Even with regard to telecasting of events such as cricket, football and hockey etc., this Court in Secretary, Ministry of Information and Broadcasting, Govt. of India v. Cricket Association of Bengal 1SCR1036 held that "the right to freedom of speech and expression also includes right to educate, to inform and to entertain and also the right to be educated, informed and entertained." The court also said that the existence of true democracy will only be accomplished when all the citizen have a right to participate in the affairs of the government in the interest of public importance. Moreover it is particularly true that in our country where about 65 per cent of the population is illiterate and thus only television or in other word audio-visual media can play a vital role and hardly 1 1/2 per cent of the population has an access to the print media. Democratic Government cannot survive without accountability and informed citizen which are necessary and act as a part of democracy. The citizens of the country have a exclusive right to decide by what rules and by whom they shall be governed and they are entitled to call on those who govern on their behalf to account for their conduct.
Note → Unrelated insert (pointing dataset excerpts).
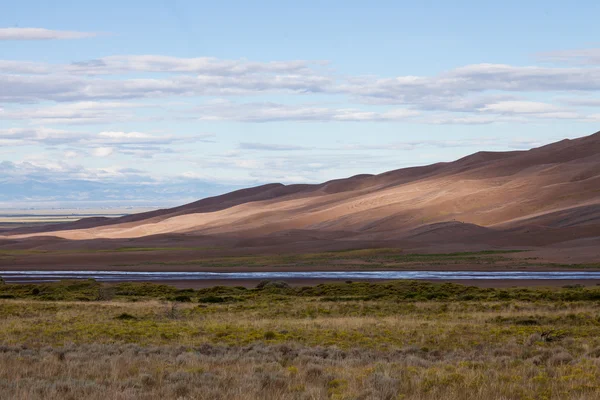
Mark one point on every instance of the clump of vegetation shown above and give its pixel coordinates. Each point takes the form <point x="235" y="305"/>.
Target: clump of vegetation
<point x="125" y="316"/>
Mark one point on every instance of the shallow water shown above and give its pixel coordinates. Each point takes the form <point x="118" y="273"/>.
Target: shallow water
<point x="125" y="276"/>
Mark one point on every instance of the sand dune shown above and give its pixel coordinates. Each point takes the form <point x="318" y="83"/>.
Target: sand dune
<point x="543" y="196"/>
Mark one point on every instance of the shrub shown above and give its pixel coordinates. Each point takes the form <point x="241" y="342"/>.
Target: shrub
<point x="125" y="316"/>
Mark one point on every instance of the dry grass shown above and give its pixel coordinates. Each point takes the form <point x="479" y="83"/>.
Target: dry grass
<point x="299" y="348"/>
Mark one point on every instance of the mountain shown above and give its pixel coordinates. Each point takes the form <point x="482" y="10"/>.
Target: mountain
<point x="540" y="197"/>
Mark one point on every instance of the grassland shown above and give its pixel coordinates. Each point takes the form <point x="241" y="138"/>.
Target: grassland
<point x="397" y="340"/>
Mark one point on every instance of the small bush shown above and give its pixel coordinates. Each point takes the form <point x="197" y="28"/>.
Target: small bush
<point x="125" y="316"/>
<point x="182" y="299"/>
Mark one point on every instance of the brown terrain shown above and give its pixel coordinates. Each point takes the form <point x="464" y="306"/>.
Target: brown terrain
<point x="545" y="200"/>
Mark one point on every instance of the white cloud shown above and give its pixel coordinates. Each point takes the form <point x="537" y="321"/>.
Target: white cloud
<point x="268" y="112"/>
<point x="102" y="151"/>
<point x="41" y="34"/>
<point x="523" y="107"/>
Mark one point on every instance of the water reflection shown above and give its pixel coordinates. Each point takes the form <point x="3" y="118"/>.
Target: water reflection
<point x="126" y="276"/>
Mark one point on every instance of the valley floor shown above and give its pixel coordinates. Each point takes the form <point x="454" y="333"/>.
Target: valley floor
<point x="397" y="340"/>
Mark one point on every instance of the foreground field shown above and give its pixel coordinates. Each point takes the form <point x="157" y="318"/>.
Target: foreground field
<point x="398" y="340"/>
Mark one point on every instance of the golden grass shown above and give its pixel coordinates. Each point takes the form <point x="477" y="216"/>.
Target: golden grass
<point x="299" y="348"/>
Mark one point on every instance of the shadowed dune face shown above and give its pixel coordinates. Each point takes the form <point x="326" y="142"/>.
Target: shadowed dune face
<point x="543" y="196"/>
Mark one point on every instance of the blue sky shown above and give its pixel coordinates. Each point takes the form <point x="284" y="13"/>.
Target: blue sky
<point x="161" y="102"/>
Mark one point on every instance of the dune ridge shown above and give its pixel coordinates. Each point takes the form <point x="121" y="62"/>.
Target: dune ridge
<point x="543" y="196"/>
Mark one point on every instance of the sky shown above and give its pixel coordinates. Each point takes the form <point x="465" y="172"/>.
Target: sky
<point x="157" y="102"/>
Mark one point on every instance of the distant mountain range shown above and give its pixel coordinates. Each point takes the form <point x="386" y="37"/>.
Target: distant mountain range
<point x="544" y="196"/>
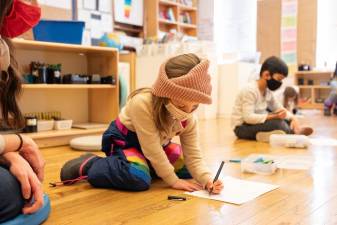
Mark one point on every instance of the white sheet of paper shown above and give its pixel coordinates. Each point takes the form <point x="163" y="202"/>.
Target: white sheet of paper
<point x="237" y="191"/>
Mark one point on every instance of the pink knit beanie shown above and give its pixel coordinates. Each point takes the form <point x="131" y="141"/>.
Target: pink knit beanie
<point x="195" y="86"/>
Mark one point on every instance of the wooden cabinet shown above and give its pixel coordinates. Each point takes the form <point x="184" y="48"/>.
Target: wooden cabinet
<point x="83" y="103"/>
<point x="156" y="23"/>
<point x="313" y="88"/>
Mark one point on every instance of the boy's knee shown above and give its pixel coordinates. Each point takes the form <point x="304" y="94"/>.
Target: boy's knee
<point x="11" y="200"/>
<point x="278" y="124"/>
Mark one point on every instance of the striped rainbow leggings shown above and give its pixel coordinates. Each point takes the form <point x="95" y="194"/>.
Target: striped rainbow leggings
<point x="125" y="166"/>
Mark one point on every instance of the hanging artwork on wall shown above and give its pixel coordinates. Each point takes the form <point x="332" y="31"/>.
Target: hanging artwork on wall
<point x="289" y="31"/>
<point x="129" y="12"/>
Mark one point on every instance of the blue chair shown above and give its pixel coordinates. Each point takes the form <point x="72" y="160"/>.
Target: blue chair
<point x="34" y="219"/>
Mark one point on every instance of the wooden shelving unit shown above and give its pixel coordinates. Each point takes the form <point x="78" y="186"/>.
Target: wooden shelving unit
<point x="83" y="103"/>
<point x="314" y="88"/>
<point x="68" y="86"/>
<point x="156" y="24"/>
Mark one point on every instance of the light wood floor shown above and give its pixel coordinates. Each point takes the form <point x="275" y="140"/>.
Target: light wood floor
<point x="305" y="197"/>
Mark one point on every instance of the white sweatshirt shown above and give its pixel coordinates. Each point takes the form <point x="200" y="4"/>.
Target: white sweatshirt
<point x="251" y="106"/>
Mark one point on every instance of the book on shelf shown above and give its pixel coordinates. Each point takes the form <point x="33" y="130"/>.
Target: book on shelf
<point x="185" y="17"/>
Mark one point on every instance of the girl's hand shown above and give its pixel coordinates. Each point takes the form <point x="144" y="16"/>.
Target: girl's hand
<point x="217" y="186"/>
<point x="30" y="184"/>
<point x="186" y="185"/>
<point x="30" y="152"/>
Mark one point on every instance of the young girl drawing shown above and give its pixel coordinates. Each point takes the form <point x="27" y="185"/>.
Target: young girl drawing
<point x="138" y="143"/>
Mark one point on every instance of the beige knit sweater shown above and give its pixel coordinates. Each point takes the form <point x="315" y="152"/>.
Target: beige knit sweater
<point x="137" y="116"/>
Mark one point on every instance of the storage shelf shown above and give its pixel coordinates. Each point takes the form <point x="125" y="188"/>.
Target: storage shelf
<point x="68" y="86"/>
<point x="186" y="8"/>
<point x="314" y="87"/>
<point x="61" y="133"/>
<point x="187" y="25"/>
<point x="60" y="47"/>
<point x="313" y="72"/>
<point x="168" y="3"/>
<point x="164" y="21"/>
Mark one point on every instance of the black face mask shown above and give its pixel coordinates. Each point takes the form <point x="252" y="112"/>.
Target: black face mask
<point x="273" y="84"/>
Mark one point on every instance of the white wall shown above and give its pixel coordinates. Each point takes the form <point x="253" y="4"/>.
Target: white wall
<point x="326" y="52"/>
<point x="235" y="25"/>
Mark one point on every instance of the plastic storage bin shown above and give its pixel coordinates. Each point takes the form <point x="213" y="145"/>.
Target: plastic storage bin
<point x="289" y="141"/>
<point x="45" y="125"/>
<point x="60" y="31"/>
<point x="63" y="124"/>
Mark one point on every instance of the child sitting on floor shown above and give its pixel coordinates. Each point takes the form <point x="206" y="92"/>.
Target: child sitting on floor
<point x="138" y="143"/>
<point x="257" y="114"/>
<point x="289" y="99"/>
<point x="331" y="101"/>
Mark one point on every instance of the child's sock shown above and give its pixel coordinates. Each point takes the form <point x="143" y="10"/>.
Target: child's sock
<point x="264" y="136"/>
<point x="77" y="168"/>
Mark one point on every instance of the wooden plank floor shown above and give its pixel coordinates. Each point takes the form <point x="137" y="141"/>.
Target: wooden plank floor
<point x="305" y="197"/>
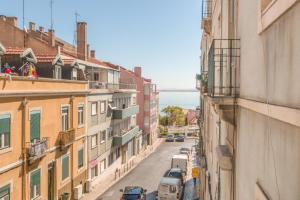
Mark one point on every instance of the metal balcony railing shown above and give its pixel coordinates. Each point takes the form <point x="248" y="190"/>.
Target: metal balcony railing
<point x="223" y="66"/>
<point x="103" y="85"/>
<point x="67" y="137"/>
<point x="38" y="148"/>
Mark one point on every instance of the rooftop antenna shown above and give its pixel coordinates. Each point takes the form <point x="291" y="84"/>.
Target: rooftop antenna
<point x="75" y="32"/>
<point x="51" y="8"/>
<point x="24" y="34"/>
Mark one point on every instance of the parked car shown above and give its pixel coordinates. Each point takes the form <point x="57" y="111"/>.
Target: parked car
<point x="175" y="173"/>
<point x="169" y="189"/>
<point x="170" y="138"/>
<point x="179" y="138"/>
<point x="185" y="150"/>
<point x="180" y="161"/>
<point x="133" y="193"/>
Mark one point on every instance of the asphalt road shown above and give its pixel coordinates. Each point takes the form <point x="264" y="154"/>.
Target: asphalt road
<point x="149" y="172"/>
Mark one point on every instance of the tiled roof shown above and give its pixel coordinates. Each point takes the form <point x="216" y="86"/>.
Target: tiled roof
<point x="14" y="51"/>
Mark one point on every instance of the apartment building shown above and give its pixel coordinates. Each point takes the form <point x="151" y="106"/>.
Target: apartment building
<point x="249" y="99"/>
<point x="147" y="99"/>
<point x="42" y="131"/>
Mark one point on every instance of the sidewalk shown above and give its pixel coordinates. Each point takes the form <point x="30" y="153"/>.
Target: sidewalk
<point x="104" y="184"/>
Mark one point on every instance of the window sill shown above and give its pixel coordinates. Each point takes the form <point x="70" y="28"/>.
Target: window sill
<point x="5" y="150"/>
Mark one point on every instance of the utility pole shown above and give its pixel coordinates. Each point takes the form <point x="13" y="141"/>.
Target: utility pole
<point x="51" y="14"/>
In Mahal Chand Sethia v. State of West Bengal [Crl. A. No. 75 of 1969 MANU/SC/0529/1969, decided on 10.9.1969], Mitter, J., speaking for the Court stated the legal position in these words:
.....A court of law can pronounce upon the validity of any law and declare the same to be null and void if it was beyond the legislative competence of the Legislature or if it infringed the rights enshrined in Part III of the Constitution. Needless to add it can strike down or declare invalid any Act or direction of a State Government which is not authorised by law. The position of a Legislature is however different. It cannot declare any decision of a court of law to be void or of not effect."
it is well known that fundamental rights enshrined in the Constitution such as, right to equality and freedom have no fixed contents. Since last more than 50 years, this Court has interpreted articles 14, 19 and 21 and given meaning and colour so that nation can have a truly republic democratic society. Thus it can be conclusively stated that from time to time, the Court has filled in the “skeleton with soul and blood and made it vibrant”.
"The right to freedom of speech and expression includes the right to receive and impart information. For ensuring the free speech right of the citizens of this country, it is necessary that the citizens have the benefit of plurality of views and a range of opinions on all public issues. A successful democracy posits an 'aware' citizenry. Diversity of opinions, views, ideas and ideologies is essential to enable the citizens to arrive at informed judgment on all issues touching them."
Dharmadhikari J. said in one of the land mark decision where it said that muscle-power and money-power have considerably polluted and perverted running of the democratic processes in India. To control the ill-effects of money-power and muscle-power, citizen's fundamental 'right of information' should be recognised and fully effectuated.